Getting Reports Done

Written By: S. Marc Testa, Ph.D.
Published On: 07/29/2013

S. Marc Testa, Ph.D.

Every once in a while, it’s a good idea to consider if you are working as efficiently as possible. If you are prone to tinkering, however, this can be tricky business. Trying to improve your productivity does not mean you are being more productive.

When is it reasonable to spend time critiquing your own workflow to see how you can improve? For trainees, the perfect opportunity is between clinical placements. For practicing clinicians, consider using a an hour each night over a long weekend to examine your report writing process.
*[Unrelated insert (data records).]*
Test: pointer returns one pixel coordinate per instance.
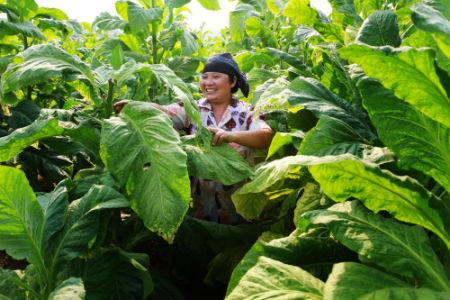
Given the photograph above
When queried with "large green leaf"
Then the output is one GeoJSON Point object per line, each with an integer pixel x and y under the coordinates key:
{"type": "Point", "coordinates": [310, 251]}
{"type": "Point", "coordinates": [108, 22]}
{"type": "Point", "coordinates": [344, 177]}
{"type": "Point", "coordinates": [269, 181]}
{"type": "Point", "coordinates": [386, 243]}
{"type": "Point", "coordinates": [26, 8]}
{"type": "Point", "coordinates": [273, 97]}
{"type": "Point", "coordinates": [312, 95]}
{"type": "Point", "coordinates": [410, 73]}
{"type": "Point", "coordinates": [350, 281]}
{"type": "Point", "coordinates": [188, 43]}
{"type": "Point", "coordinates": [288, 58]}
{"type": "Point", "coordinates": [271, 279]}
{"type": "Point", "coordinates": [210, 4]}
{"type": "Point", "coordinates": [419, 142]}
{"type": "Point", "coordinates": [380, 29]}
{"type": "Point", "coordinates": [167, 77]}
{"type": "Point", "coordinates": [238, 17]}
{"type": "Point", "coordinates": [10, 285]}
{"type": "Point", "coordinates": [345, 10]}
{"type": "Point", "coordinates": [281, 139]}
{"type": "Point", "coordinates": [82, 223]}
{"type": "Point", "coordinates": [332, 136]}
{"type": "Point", "coordinates": [26, 29]}
{"type": "Point", "coordinates": [406, 293]}
{"type": "Point", "coordinates": [116, 274]}
{"type": "Point", "coordinates": [221, 163]}
{"type": "Point", "coordinates": [69, 289]}
{"type": "Point", "coordinates": [142, 149]}
{"type": "Point", "coordinates": [50, 12]}
{"type": "Point", "coordinates": [21, 218]}
{"type": "Point", "coordinates": [41, 63]}
{"type": "Point", "coordinates": [433, 16]}
{"type": "Point", "coordinates": [19, 139]}
{"type": "Point", "coordinates": [300, 12]}
{"type": "Point", "coordinates": [139, 18]}
{"type": "Point", "coordinates": [54, 207]}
There are various aspects to consider including:

  • Acceptable turnaround time
  • Protecting time to write
  • Actual process of writing
  • Content and report length
  • Implementation of new technology, e.g. dictation, spreadsheets or scoring software

Acceptable Turnaround & Protecting Writing Time

This is a topic that almost every neuropsychologist I talk to struggles with to some degree. In my own process, I’ve realized I can complete an entire assessment in one day, even if I am administering the test battery. To do this, I organize my interview and interview paperwork, in the same order that they will appear in the final report. This allows me to read my interview sheet and dictate the history and behavioral observations fairly easily. Although dictation is fast and makes report writing much easier, it is best to dictate as soon as possible. When possible, I will have a patient complete a self-report inventory after the interview, so I can dictate the history immediately.
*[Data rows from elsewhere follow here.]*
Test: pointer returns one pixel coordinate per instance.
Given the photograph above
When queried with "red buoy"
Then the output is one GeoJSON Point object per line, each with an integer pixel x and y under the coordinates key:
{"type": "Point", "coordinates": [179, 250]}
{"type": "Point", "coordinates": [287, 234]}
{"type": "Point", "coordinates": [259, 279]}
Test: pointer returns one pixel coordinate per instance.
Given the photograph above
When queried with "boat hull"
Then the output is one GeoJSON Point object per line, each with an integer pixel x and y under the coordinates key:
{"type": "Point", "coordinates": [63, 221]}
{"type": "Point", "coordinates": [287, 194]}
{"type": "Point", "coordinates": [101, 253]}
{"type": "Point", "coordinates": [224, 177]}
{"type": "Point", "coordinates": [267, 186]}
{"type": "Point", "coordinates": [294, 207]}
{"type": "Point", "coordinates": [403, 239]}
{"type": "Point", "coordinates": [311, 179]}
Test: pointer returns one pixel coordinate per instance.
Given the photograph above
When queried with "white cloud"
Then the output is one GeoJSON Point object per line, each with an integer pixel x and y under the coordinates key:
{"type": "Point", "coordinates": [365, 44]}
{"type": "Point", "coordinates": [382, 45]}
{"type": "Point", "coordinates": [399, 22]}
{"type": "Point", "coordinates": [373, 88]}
Once testing is completed, I score the battery and create a table for the report. This can be time consuming, but doesn’t have to be. I’ve been successful in using excel-based scoring sheets that “grabs” test data from a standardized scoring program (e.g., the CNNS from PAR, Inc.) and creates a formatted report-ready table that can be pasted into an electronic medical record. The next step is to dictate the remaining sections including the Review of Findings (i.e. the “Results”) and the Formulation and Recommendations.

When physicians have a clinic, they seem to get all their reports completed that day or the next. Neuropsychologists? Not so much. Why is this? It is likely that some academic and research oriented clinicians may perceive that they can interview a patient and then go to a meeting or focus on writing a paper and eventually get back to writing the report for that patient at some other time. Chances are, the so-called “other time” is not well-defined, and efficiency suffers as a result. In my own practice, whenever I make it a point to finish a report for the patient I see that day, my overall turnaround improves. Moreover, I am better able to attend to other, non-clinical tasks.

Content and Report Length

Do you know how referral sources read your report? My bet is that most skip to the Formulation and do not even read the history. It is more likely that a document of 3 or 4 pages will be read as compared to one that is 7, 8 or 20 pages long. It’s also helpful to ask yourself if a lengthy report will be clinically useful or not.
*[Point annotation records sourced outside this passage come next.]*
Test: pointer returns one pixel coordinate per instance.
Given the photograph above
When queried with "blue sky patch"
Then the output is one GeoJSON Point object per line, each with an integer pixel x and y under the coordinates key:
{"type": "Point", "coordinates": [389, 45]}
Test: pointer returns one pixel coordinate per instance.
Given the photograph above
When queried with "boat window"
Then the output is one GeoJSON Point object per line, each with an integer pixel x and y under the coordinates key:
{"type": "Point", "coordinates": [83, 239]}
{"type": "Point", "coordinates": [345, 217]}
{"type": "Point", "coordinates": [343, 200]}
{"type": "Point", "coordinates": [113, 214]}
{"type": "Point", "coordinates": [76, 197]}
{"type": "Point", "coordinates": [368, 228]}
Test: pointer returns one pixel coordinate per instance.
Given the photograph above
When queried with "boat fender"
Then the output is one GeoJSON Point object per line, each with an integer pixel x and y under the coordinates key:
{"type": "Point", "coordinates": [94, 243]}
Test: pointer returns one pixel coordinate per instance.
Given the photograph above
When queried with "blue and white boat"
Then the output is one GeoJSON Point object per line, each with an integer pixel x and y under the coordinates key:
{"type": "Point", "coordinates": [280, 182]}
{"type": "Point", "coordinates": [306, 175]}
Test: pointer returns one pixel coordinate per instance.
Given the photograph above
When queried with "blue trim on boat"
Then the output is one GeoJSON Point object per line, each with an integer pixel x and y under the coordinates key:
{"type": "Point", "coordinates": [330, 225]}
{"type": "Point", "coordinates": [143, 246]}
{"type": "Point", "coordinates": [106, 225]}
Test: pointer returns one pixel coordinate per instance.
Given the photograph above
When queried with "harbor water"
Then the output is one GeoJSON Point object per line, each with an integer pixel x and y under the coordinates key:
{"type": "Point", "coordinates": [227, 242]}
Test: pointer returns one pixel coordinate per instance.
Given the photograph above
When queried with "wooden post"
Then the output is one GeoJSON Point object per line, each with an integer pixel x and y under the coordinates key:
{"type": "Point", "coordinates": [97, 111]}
Implementation of New Technology

Using new technology is fun. Some technology can help improve your work product drastically. Other technologies have that promise, but do not work out in the end. Start slowly and don’t get too immersed in the tinkering that will potentially be a big waste of time.

At the end of the day, our goal as neuropsychologists is to provide efficient patient care. Taking time once or twice a year to review and critique your workflow, and talk to others about theirs, could benefit you and your patients in the long run.